Now, if you happen to be a woman, you can easily relate to how infuriating this whole situation is. For all the male readers who have never experienced the discomfort and inevitability of getting a period, imagine finding out that every time you bought shaving cream or toothpaste, you've been paying a tax specifically because these items were not labeled as items of necessity by state legislators.
The absurdity of condoning a sexist bill that forces women to pay extra money for necessary, hygienic items in 2016 is sickening, to say the least. How many more times are we going to find out about some hidden-under-the-rug legislation that is negatively and unjustly impacting lives?
Thankfully, these five women in New York were successful in their endeavor to right the wrongs of sexism from our past. Unfortunately, in other places, such as Utah, others have tried and failed to stop their hard-earned money from being stolen.
In February 2016, an all-male board of lawmakers shut down the Hygiene Tax Act – voting eight to three against its passing. The Hygiene Tax Act would prevent taxation on certain hygiene products, including tampons, pads and diapers.
In case you were wondering which "non-luxury items" are exempted from taxation in Utah, here are just a few: sales of an item from a vending machine if the proceeds of each sale do not exceed $1, sales of alcoholic beverages to an airline for in-flight consumption, sales of various machinery including snowmaking and grooming equipment and (my personal favorite) sales of molten magnesium.
That's right ladies, our uteruses bleed every month for a majority of our lives, but somehow, necessary hygiene products used for sanitary reasons are more luxurious than molten magnesium.
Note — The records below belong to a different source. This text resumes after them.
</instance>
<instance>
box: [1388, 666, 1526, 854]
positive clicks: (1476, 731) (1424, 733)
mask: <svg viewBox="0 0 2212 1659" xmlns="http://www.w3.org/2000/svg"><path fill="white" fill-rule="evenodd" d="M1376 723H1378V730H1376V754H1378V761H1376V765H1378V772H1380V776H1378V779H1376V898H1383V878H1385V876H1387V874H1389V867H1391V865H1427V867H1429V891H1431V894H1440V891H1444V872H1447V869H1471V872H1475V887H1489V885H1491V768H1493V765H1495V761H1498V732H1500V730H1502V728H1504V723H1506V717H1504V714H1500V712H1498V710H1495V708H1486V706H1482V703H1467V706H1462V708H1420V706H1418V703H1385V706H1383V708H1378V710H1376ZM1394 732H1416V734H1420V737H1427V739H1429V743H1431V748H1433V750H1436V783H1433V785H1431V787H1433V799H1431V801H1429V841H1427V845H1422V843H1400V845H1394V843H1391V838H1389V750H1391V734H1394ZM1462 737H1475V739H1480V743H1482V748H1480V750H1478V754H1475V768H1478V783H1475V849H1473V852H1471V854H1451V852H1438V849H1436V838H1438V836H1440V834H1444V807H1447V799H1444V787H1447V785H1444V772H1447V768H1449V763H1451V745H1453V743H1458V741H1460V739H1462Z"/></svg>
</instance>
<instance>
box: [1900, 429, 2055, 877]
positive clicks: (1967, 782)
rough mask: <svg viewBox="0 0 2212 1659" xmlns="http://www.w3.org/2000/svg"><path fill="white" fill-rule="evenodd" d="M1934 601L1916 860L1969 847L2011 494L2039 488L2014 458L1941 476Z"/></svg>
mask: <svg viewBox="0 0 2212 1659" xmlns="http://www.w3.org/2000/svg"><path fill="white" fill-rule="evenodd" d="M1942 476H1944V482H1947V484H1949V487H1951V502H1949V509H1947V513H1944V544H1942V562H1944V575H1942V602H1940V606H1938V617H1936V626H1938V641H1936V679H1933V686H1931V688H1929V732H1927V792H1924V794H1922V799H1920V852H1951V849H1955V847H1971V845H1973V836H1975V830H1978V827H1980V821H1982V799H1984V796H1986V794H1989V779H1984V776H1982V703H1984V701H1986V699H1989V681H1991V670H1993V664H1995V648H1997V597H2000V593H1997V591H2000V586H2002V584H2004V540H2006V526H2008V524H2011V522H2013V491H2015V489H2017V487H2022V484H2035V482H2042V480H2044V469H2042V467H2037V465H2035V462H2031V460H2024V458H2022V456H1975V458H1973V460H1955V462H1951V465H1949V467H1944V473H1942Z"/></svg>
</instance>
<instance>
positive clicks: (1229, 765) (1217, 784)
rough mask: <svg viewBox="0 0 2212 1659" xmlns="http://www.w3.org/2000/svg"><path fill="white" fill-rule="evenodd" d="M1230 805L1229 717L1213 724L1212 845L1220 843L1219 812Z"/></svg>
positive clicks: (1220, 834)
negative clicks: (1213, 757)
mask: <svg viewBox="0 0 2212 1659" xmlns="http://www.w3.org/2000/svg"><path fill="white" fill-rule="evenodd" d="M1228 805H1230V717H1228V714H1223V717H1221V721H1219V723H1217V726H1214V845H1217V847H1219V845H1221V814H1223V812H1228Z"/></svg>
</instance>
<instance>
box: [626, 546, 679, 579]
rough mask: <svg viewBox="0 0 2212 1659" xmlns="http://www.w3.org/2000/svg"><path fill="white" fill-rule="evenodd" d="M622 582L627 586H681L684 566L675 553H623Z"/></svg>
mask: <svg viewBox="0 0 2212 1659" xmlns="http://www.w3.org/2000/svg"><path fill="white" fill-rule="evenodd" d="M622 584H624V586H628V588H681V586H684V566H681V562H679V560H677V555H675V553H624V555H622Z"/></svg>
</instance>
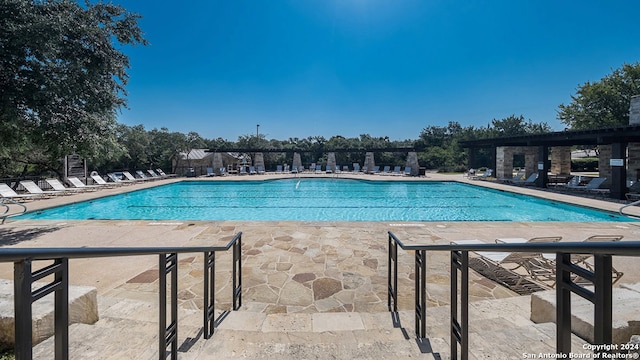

Sadly, these kinds of tax exemptions are not only found in Utah. A majority of the U.S. states – that so many Americans proudly call home – continue to facilitate the taxation of women's hygiene products. These states, including Georgia, are taxing women for being women.
With more and more women pushing back against the blatant sexism that is still found in a plethora of professions, there is hope that one day, I can enter a grocery store and not be subjected to taxation for going through the natural process of womanhood that I have no control over. The same process, I might add, that mothers and grandmothers had to endure, so that one day, they could give birth to the male chauvinists who are keeping these taxes in place.